L'ancien président du syndicat des cols bleus de Montréal Michel Parent estime qu'il a été victime d'un putsch mené par la «clique» de son prédécesseur Jean Lapierre, qui garde un ascendant puissant sur le local 301.

«Il a quitté à la retraite en 2003, mais il est toujours resté omniprésent pour essayer de contrôler les décisions de l'exécutif», a raconté M. Parent lors d'une entrevue avec La Presse.

Officiellement à la retraite depuis hier, M. Parent est sorti de son mutisme pour la première fois depuis son départ. Il a voulu réagir à une déclaration de la nouvelle présidente du syndicat, Chantal Racette, malgré une entente de confidentialité entourant les circonstances du départ de M. Parent. Au micro de Paul Arcand, lundi, elle a affirmé que Michel Parent avait quitté la tête du syndicat de son propre gré.

«C'est faux. Ils ne mettront pas ma crédibilité en doute. J'ai travaillé trop longtemps dans ce syndicat-là pour permettre de me dénigrer de la sorte», a indiqué M. Parent, qui a été à la tête du puissant syndicat des employés manuels de la Ville pendant 12 ans.

Selon sa version des faits, il a été poussé à la porte en mars, quelques semaines avant la fin de son mandat, car l'ancien vice-président Gaétan Simard, qui venait d'être remplacé après un scrutin, ne voulait pas retourner à ses fonctions de col bleu. Même chose pour l'ancien trésorier Daniel Gaucher.

Michel Parent raconte que le frère de Jean Lapierre, André Lapierre, a ensuite déposé une plainte contre lui, car il n'avait pas participé à suffisamment de réunions de la fondation du syndicat des cols bleus.

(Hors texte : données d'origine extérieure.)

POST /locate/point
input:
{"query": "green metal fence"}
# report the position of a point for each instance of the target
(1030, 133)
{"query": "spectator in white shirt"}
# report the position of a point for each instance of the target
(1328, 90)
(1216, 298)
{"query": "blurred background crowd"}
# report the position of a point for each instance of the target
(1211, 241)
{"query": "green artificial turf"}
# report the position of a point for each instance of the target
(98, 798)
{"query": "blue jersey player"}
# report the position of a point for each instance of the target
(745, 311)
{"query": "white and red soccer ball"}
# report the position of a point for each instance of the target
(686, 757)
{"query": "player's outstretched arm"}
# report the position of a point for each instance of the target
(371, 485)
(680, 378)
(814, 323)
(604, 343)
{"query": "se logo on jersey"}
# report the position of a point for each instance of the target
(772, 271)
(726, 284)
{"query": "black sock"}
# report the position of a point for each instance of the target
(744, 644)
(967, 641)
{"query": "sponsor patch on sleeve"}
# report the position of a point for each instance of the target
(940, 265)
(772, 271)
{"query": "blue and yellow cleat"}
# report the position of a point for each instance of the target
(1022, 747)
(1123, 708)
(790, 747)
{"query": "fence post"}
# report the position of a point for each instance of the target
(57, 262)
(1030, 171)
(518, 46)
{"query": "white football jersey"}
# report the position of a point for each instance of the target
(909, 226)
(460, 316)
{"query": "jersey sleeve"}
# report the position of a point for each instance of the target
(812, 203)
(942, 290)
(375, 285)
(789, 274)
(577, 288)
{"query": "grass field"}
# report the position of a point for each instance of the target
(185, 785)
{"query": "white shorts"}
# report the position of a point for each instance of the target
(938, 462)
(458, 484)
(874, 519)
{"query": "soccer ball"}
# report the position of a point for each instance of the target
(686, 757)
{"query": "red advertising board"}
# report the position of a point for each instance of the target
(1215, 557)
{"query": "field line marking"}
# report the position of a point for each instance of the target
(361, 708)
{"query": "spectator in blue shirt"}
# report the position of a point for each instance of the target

«C'était un moyen de m'écarter avant les élections afin que la présidente soit élue et, une fois élue, qu'elle puisse confirmer la nomination de Simard et Gaucher comme ses deux conseillers.»

Plus Jean Lapierre «place ses pions», plus il a de contrôle, résume M. Parent.

Après 23 ans passés au syndicat, trouve-t-il difficile la manière dont se sont terminées les choses?

«C'est sûr que je suis amer, mais écoute, ça m'a permis une chose: de connaître la nature humaine. Les hauts dirigeants qui sont libérés ont un salaire. Il y en a que pour ce surplus de salaire-là, ils aiment mieux être au syndicat et faire n'importe quoi qu'être dans leurs fonctions de col bleu. Comme si c'était honteux ou dégradant. Ces gens-là oublient leurs origines.»

Michel Parent souligne que Jean Lapierre, qui a été président du syndicat de 1985 à 2003, est encore vu comme une icône au sein du syndicat. Il tient à souligner qu'il a fait beaucoup pour les employés cols bleus.

Lorsqu'elle s'est présentée aux élections pour devenir présidente du syndicat des cols bleus, Chantal Racette avait fait parvenir une lettre à ses membres pour leur indiquer qu'elle prônait le retour «à un rapport de force comme à l'époque de Jean Lapierre». Lors d'une assemblée générale extraordinaire, qui a réuni des centaines de cols bleus en arrêt de travail illégal la semaine dernière, M. Lapierre a été le premier à prendre le micro, et il a fait l'éloge des «bonnes vieilles méthodes».

Mme Racette est-elle la marionnette de Jean Lapierre? «Je suis convaincu qu'il lui donne des conseils très judicieux. Et vu que c'est son mentor, tel qu'elle l'a dit, elle va le suivre les deux yeux fermés», croit Michel Parent.

Sur le fond, il appuie les revendications du syndicat des cols bleus. Il est farouchement contre le pacte fiscal, qui pourrait donner aux villes le pouvoir de décréter les conditions de travail de ses employés.

«Je peux vous garantir une affaire: s'il n'y a pas de règlement des conventions collectives dûment négociées, et que le pacte fiscal est adopté tel quel, je ne suis pas sûr que les fêtes du 375e vont être belles à voir.»

Depuis une semaine, nous avons effectué une quinzaine de demandes auprès du porte-parole du syndicat des cols bleus, André Lepage, pour obtenir une entrevue avec la présidente Chantal Racette ou pour obtenir différentes informations factuelles. Nous avons également demandé une entrevue avec MM. Gaucher et Simard. Toutes nos demandes sont restées sans réponse.